However, there was a locked drawer.

Suro easily picked it and slid open the drawer to reveal nothing except a stapler, some rubber bands, and other office supplies. He slammed it closed in frustration, but then allowed his usual calm to steal over him.

Why would someone lock up office supplies?

He opened the drawer again, this time pulling it all the way out and looking underneath. He tapped its bottom and his mouth quirked up when the wood emitted a hollow sound. The bottom was false.

He made quick work of getting into the hidden space and finding its contents: a solitary safety deposit box key. It was a small thing, but Suro had the feeling it held more importance to Lacey than its size conveyed.

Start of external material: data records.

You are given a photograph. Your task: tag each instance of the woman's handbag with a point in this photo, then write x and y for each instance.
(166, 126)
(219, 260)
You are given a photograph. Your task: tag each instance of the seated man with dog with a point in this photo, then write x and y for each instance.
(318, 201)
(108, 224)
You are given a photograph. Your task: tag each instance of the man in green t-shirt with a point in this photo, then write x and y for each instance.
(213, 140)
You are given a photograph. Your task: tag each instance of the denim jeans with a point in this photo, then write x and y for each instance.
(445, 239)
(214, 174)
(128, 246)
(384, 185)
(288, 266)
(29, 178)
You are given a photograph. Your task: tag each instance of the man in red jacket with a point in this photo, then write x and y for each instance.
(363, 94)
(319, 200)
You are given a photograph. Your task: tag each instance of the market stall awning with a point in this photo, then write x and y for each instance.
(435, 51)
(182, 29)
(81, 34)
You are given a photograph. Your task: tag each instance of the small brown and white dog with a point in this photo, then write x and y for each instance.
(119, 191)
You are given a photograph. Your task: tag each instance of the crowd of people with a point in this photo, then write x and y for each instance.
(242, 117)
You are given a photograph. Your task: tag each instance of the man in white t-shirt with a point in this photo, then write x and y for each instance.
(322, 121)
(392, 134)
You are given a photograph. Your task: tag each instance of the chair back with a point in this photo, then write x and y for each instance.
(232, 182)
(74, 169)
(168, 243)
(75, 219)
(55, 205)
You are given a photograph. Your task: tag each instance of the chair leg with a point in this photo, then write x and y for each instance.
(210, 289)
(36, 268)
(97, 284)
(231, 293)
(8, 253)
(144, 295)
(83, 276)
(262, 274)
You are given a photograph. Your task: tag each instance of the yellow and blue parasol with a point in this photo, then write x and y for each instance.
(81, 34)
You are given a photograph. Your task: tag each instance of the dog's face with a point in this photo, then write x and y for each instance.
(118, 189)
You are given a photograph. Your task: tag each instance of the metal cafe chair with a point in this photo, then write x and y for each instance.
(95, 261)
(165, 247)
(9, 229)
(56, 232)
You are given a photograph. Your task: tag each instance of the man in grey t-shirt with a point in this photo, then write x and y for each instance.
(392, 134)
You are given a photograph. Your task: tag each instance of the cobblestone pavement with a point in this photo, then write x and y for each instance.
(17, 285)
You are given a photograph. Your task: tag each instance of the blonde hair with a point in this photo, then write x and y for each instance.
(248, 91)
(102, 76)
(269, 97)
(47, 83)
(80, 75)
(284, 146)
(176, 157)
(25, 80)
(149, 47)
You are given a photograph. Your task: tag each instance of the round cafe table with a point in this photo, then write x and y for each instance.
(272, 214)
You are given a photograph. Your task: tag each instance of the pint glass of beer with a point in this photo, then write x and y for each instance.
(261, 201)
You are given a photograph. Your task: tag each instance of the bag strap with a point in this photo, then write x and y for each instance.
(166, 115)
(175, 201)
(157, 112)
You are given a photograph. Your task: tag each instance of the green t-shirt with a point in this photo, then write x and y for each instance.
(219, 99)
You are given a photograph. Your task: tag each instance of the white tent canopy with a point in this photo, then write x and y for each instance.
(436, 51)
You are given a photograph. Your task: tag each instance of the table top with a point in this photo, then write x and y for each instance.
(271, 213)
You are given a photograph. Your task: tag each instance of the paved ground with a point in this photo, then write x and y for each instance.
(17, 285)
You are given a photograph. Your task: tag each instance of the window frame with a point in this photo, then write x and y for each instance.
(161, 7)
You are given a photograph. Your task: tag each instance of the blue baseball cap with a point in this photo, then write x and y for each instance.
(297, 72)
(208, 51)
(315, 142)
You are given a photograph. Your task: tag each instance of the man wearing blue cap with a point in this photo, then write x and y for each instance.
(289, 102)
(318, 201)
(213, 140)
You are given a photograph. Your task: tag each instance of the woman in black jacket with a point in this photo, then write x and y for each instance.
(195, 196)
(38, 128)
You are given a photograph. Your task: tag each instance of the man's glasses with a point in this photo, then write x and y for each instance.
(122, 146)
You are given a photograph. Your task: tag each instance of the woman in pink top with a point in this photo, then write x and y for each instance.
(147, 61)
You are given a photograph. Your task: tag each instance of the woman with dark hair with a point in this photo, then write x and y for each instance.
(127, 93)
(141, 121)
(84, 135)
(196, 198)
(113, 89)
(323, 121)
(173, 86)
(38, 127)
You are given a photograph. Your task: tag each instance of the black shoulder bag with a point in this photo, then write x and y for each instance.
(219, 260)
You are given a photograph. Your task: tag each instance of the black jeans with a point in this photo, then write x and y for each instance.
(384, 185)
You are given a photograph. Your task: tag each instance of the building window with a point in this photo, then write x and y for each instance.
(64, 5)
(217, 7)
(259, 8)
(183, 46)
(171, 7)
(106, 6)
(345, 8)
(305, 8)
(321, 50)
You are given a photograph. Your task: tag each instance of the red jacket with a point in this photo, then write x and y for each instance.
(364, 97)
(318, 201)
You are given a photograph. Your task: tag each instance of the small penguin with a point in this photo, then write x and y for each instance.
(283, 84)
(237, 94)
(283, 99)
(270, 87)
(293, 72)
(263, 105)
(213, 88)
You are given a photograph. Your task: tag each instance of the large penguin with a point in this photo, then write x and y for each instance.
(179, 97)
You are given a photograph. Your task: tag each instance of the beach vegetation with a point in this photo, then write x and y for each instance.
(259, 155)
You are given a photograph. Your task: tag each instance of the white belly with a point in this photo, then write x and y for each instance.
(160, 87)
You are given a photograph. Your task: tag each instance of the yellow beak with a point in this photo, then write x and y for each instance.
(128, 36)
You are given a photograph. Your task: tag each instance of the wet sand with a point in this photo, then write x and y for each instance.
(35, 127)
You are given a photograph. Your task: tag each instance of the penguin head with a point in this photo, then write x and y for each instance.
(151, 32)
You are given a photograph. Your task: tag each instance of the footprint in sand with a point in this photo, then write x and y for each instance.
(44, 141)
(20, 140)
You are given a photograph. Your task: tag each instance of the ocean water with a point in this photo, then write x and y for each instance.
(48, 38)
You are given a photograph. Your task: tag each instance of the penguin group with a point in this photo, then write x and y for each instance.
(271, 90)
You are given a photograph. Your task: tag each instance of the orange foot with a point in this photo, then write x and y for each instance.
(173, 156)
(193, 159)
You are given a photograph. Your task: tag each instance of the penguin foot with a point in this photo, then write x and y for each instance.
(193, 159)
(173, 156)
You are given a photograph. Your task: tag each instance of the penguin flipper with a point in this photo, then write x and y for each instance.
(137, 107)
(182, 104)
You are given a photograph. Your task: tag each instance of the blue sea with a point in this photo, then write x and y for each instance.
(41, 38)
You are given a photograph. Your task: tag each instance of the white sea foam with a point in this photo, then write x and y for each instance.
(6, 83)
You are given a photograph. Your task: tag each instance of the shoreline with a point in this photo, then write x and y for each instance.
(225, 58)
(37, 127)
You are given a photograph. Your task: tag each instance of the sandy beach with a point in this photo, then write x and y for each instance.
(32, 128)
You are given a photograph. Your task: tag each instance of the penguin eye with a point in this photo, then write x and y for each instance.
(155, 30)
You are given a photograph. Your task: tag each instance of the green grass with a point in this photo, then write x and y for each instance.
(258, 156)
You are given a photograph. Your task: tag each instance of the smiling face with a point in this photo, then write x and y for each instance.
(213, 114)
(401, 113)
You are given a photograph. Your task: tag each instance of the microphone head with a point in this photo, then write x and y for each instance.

He slipped the key into the pocket of his jacket. He’d just hold on to it, he decided, and see what happened next.

CHAPTER 11

“I’M
eighteen now, Daddy, you can’t tell me what to do!” she screamed at her father. They were having yet another argument about Hector.

“Maybe, but I still get to decide who I serve up in my shop. Don’t you bring that boy around here again!”

“You embarrassed me so bad. I can’t believe you kicked him out!”

“I’m going to do more than that if he ever show his face around here again. Now lower your voice. We don’t need the customers all up in our business. I’m already embarrassed about you bringing that hoodlum here,”

They were in the backroom of the restaurant, but her father’s place was small. It’d be easy for the customers to hear their argument if she didn’t do as he said.

But she rolled her eyes. Her father acted like his business wasn’t located on Hermitage Avenue, one of the most notorious areas in West Trenton. “You mean unlike all these upstanding gangstas you get coming through here?” she asked, only slightly lowering voice. “And he’s not a hoodlum. He got into Rutgers, just like me, and he’s made the Dean’s List every year he’s been there.”

“Just cuz he dress nice and talk like a white boy don’t mean he ain’t a hoodlum.” Her father folded his beefy arms across his chest.

She let out a strangled sound of frustration. It was like talking to a brick wall!

“You can’t judge him on who his father is,” she said. “Hector
junior
is a good person, an upstanding student, and he loves me! The rest of it doesn’t matter.”

Her father shook his head at her. “This is my fault. I let you read all them romance novels when you was a kid, and now you gone and lost your damn mind. That boy’s father is the head of the Dominican mafia, Tasha. I got to pay him protection money just to keep his gangstas from busting the place up.”

“Hector said he’d talk to his father about that. You won’t have to pay anymore.”

“So now you think I should be grateful you seeing that little good-for-nothing, because I might not have to pay money I shouldn’t been paying in the first place?”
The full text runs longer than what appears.